Colossus Mark I and Colossus Mark II were therefore the first two electronic machines designed to digitally process information that were ever built for practical purposes, as well as being the absolute pioneers of modern day computers. This brief historical incursion is important if we are to understand the founding epistemological leap taken by what can properly be called the start of the postmodern era. In other words, the moment from which the understanding and human manufacturing of possible worlds moved, at least partially, from work that was merely human, physical and intellectual to the work of intelligent machines. Rather than painting forests or building worlds as Brian Eno said in a particularly elegant and poetic formulation, the postmodern creator, a sort of agnostic and post-industrial monist, devotes himself to sowing generative principles from which he expects new harmonic constellations to emerge – “seeds rather than forests.”

John Conway’s cellular automata (developed by Bill Koster and Stephen Wolfram, among others), Karl Sims’s genetic algorithms, and Craig Reynolds’s swarms are some of the paradigms of the new emerging culture in which André Sier is clearly located, along with many other contemporary, or rather post-contemporary, creators (to the extent that their creations are not “actual” but potential, incorporating past, present and potentially future states). Being among the youngest of the cognitive and computational Portuguese artists, André Sier is one of their most serious, original and remarkable representatives.

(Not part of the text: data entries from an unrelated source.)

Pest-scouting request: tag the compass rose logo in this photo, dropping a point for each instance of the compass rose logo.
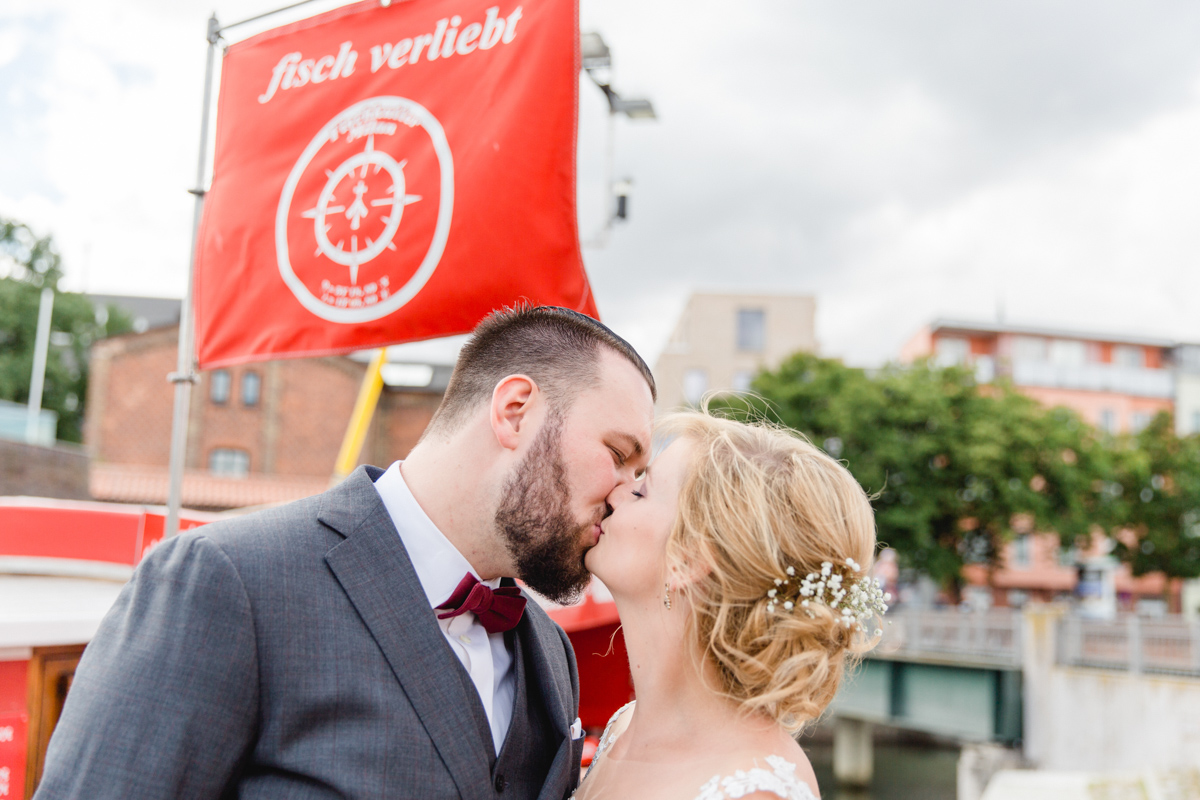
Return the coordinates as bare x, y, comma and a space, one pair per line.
340, 240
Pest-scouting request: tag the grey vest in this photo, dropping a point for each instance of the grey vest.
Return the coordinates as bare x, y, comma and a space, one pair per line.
520, 770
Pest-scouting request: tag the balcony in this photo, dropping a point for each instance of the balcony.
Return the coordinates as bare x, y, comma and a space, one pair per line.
1096, 378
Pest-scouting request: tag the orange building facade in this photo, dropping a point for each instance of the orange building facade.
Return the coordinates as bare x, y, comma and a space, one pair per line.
1115, 383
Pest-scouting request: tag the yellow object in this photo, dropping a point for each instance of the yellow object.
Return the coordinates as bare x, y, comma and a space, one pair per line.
360, 420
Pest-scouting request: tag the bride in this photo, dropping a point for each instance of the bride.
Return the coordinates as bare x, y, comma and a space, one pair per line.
735, 565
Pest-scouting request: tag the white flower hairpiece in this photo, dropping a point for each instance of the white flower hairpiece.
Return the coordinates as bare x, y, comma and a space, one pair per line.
858, 600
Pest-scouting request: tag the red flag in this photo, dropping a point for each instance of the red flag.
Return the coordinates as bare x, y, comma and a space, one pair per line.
390, 174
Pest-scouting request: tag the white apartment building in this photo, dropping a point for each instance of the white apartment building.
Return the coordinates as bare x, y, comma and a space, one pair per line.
721, 341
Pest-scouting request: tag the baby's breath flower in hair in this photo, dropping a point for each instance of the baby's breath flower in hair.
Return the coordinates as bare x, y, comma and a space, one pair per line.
855, 597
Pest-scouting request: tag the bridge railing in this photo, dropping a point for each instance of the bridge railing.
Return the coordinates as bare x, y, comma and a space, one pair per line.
989, 638
1134, 644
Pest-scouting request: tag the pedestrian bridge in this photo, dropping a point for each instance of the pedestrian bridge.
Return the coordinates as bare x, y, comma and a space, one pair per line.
946, 673
1071, 692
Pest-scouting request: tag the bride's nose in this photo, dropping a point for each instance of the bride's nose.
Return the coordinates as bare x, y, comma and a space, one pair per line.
619, 494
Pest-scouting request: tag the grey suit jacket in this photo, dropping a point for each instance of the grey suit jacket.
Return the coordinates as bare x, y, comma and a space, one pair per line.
289, 654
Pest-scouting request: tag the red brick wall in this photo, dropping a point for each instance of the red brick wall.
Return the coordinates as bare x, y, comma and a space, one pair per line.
295, 428
403, 416
130, 402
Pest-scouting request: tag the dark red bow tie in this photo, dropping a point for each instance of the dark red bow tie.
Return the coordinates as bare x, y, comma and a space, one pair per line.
497, 609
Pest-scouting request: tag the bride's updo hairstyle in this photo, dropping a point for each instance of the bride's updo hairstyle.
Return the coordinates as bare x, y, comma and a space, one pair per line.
756, 500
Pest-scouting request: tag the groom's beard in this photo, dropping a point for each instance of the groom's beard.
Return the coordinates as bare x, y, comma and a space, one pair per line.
534, 517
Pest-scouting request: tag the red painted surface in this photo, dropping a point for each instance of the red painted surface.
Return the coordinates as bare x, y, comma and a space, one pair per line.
605, 683
13, 725
89, 531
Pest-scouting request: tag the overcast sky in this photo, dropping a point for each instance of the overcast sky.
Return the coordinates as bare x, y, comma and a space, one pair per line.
900, 161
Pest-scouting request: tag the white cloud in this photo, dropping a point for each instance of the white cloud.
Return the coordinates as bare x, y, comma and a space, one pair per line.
898, 160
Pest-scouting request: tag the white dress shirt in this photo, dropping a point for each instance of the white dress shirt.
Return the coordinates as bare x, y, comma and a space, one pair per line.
439, 567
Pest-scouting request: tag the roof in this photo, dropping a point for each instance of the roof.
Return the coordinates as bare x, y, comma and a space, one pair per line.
136, 483
147, 312
1053, 332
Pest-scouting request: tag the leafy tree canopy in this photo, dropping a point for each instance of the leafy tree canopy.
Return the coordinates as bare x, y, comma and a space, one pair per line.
1156, 488
29, 263
957, 468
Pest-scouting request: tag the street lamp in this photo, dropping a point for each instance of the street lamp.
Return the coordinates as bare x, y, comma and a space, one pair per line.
598, 64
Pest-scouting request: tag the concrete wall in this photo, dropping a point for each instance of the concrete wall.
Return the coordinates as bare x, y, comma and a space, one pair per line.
1096, 720
59, 471
1187, 403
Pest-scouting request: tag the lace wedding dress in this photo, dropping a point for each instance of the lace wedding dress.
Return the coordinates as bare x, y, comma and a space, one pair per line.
779, 780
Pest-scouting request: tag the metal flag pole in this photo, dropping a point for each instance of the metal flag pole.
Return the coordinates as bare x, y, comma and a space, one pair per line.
185, 372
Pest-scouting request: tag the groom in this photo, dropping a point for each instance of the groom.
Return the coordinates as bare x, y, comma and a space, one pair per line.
369, 642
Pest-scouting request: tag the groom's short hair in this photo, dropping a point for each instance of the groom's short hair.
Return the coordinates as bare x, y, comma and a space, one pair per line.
558, 348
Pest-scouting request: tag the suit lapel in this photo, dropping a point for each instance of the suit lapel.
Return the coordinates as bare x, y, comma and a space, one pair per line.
549, 666
376, 573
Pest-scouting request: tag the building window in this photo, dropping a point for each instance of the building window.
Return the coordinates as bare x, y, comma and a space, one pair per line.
1068, 353
1029, 348
985, 370
695, 384
1021, 552
751, 330
251, 386
952, 350
219, 388
229, 462
1129, 355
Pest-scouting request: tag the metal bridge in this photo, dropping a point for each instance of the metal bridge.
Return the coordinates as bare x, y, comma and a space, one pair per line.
967, 675
942, 672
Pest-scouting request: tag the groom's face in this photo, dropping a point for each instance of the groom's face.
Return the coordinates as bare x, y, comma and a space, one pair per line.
553, 503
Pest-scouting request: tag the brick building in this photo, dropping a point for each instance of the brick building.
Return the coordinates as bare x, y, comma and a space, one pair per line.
257, 433
1116, 383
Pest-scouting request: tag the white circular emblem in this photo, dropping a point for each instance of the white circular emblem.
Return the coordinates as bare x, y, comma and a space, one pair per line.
339, 239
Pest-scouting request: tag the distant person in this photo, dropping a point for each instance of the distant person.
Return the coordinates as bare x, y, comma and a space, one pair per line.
738, 565
369, 642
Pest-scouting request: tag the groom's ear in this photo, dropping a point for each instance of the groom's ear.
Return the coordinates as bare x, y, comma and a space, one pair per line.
513, 400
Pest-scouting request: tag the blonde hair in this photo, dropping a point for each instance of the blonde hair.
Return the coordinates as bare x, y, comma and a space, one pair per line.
756, 500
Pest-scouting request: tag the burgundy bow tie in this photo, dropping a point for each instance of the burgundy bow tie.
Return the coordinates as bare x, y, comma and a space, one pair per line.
497, 609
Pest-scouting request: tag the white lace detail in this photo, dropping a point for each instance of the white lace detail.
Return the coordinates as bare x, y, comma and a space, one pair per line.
780, 780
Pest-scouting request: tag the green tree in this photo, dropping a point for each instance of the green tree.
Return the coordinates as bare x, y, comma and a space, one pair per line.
1157, 489
29, 263
957, 468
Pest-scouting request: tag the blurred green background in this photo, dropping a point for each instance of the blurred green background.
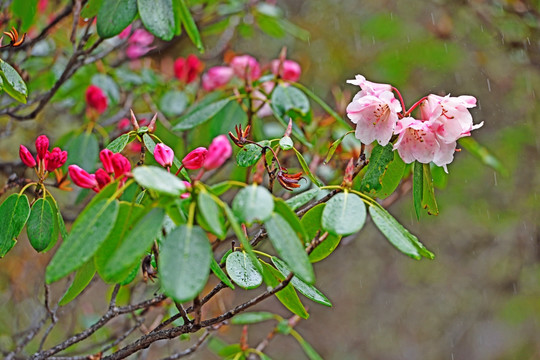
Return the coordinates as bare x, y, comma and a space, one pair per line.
480, 298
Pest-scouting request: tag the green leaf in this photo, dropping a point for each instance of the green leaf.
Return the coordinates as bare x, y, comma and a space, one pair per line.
334, 146
381, 157
287, 296
200, 115
303, 198
482, 153
428, 193
118, 144
252, 317
13, 84
309, 291
344, 214
83, 276
212, 215
134, 245
128, 215
289, 247
286, 143
253, 203
158, 179
418, 186
184, 262
398, 236
248, 155
242, 271
91, 8
40, 225
189, 24
306, 169
83, 151
392, 177
220, 274
89, 231
114, 16
26, 12
173, 103
14, 212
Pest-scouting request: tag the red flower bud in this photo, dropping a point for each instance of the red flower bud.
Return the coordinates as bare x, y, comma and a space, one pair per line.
81, 178
187, 70
26, 156
102, 178
42, 146
218, 152
195, 159
96, 99
55, 159
164, 155
106, 159
121, 165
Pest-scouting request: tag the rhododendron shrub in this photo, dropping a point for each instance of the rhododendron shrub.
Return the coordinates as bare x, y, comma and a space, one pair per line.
181, 206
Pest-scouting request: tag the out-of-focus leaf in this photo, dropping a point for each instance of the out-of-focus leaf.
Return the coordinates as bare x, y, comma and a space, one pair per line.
344, 214
87, 234
398, 236
83, 276
242, 271
14, 213
114, 16
184, 262
158, 17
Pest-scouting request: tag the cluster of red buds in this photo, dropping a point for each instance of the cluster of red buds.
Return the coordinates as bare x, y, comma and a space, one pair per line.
115, 165
46, 161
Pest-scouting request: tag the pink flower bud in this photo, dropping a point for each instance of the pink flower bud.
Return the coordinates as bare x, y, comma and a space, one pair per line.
241, 64
82, 178
290, 70
96, 99
218, 152
26, 156
187, 70
102, 178
105, 156
195, 159
55, 159
164, 155
216, 77
42, 146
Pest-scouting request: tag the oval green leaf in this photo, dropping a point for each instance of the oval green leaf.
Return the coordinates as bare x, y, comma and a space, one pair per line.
344, 214
242, 270
253, 203
89, 231
40, 225
184, 262
14, 212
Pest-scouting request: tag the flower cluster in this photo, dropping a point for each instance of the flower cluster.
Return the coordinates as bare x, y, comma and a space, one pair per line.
46, 161
115, 165
432, 138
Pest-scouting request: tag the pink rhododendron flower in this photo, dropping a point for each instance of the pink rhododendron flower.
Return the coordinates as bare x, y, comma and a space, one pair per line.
195, 159
55, 159
26, 156
241, 64
375, 111
449, 116
217, 77
81, 178
187, 70
290, 70
164, 155
218, 152
96, 99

There is still a learning curve to be climbed regarding the dynamic reception of generative and interactive works that have been created outside of the strict disciplines of music, environments, and installations aimed purely at the ear. Responsibility for this cultural delay primarily falls upon the conservative inertia of the museum and gallerybased world of so-called “contemporary art.” While popular electronic culture has progressed at an exponential rate, as incontrovertibly attested by the sociological, economic and strategic importance of the games industry, the generative and cognitive arts in general remain encapsulated in a sort of “pre-artistic” limbo, as if they were strange beings which were not yet fully entitled to enter the “adult” world of art. This institutional delay will be overcome, probably after a big bang, which I believe lies around the corner. When we least expect it, the cognitive and generative arts will enter our neurones with the same apparent naturalness, speed and irresistible impregnation as an algorithm as revolutionary as that which led to the birth of Google. The preparatory work has been underway for a long time and the philosophically possible worlds of André Sier are surely part of the swarm that will produce the next big change in the τέχνη (techne).

Finally, in this brief introduction to the exhibition that André Sier had at the Museu de São Roque (Lisbon) I will leave you with some notions to remember when we see, hear, feel, perceive and interact with some of the pieces that make up uunniivveerrssee.net:
  1. The perceptive environment is multi-modal: space, object, sound, image, interaction, retroaction, ghost, connection, network, sharing, suspension, interval, continuation, potential.
  2. uunniivveerrssee.net is not a finite world but a cosmogony of possibilities, computationally generated on digital foundations with various (32-bit and 64-bit) extensions. In this case, sentences like “I went to see André’s exhibition”, or “I liked Siers’s installations”, are incomplete and describe only the memory of a highly incomplete and ephemeral perception of the potential reality inscribed in the works of art on offer, the apprehension of which actually requires the apparently infinite time of games.
  3. Creatures imprinted and taken from the digital world of possibilities, inscribed or unleashed by human-machine interaction — a game, individual or collective, whether aleatory or built, shared, or simply an accumulation of possibilities — are the perceptive, sensorial and physical proof of a real emergence that is therefore much nearer to us than the merely fictional or simply virtual worlds of the prehistory of cognitive art.